Prep 5 mins
Cook 45 mins
Adapted from Mark Bittman’s recipe in the New York Times. Note that this makes approximately 6 farinata - it really depends on the size of the skillet you use and how thick or thin you end up liking them.
- 1 cup chickpea flour (available at healthfood shops)
- 1 3⁄4 cups lukewarm water
- 2 teaspoons kosher salt (or to taste)
- 2 tablespoons olive oil, plus more (for cooking)
- Whisk chickpea flour, salt, and water until no lumps remain. Whisk in 2 tblsps olive oil. Cover and set aside at room temperature overnight.
- Preheat oven to 450°F.
- Put a well-seasoned cast iron (or non-stick) skillet in the oven to warm up for 5 minutes. Add a little olive oil to the skillet (enough to generously coat the bottom) and return to the oven for 2 more minutes.

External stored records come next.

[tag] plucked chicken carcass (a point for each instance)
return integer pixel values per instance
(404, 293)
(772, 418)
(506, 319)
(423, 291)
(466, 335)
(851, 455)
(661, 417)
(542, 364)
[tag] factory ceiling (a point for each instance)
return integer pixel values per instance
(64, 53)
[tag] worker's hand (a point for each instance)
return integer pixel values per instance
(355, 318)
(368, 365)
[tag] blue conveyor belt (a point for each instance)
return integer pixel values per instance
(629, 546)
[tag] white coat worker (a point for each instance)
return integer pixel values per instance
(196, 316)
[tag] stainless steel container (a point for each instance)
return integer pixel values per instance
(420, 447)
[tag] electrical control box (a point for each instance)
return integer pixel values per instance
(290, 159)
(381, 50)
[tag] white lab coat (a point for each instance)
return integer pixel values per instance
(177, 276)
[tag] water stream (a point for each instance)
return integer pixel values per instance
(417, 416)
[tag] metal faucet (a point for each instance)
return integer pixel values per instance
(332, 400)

- Whisk the batter well before using. Pour in enough batter to cover the bottom of the skillet and form 3mm thick layer (about 3 times the thickness of a crepe). The batter will sizzle. Place the pan in the oven, and cook until the pancake is dry on top and solid in the center when you nick it with a knife, about 12 minutes.
- Carefully remove farinata to a plate, add more oil to the pan and repeat with the rest of the batter. Serve as soon as farinata is out of the pan, or put on a cookie sheet in one layer and warm up in the oven after you finish the batter.
- Cut into wedges and serve as a snack. Or fill with all kinds of savory goodies like a crêpe.
I set out to make one of our beloved favorites from Liguria and was happy to find this recipe. I tweaked it a little based on how I thought I could make it most like what we have enjoyed in Italy. In an effort to try replicate how they are made over there, I increased the oven temp to 550 and put the cast iron pan on top of a pizza stone. I found that this did make 3 farinata. We made the first one too thin, and heated the oil in the oven, and most of it burned. So the subsequent ones were better when we didn't heat the oil (and used less - a half tablespoon per batch worked perfectly), and used almost a cup of batter. I used 3/4 tsp of regular salt, and it was just the right salty for us. I also sprinkled caramelized onion over the batter of some of them, and that was a great addition. I let the batter sit for one hour. It was fine - the texture and consistency (of the last one, which we also broiled for 2 minutes at the end to brown the center) was perfect. We love farinata and with a tiny bit of tweaking this worked out just as we had hoped - delicious! A side note: It is easy to find chickpea flour at Indian stores here.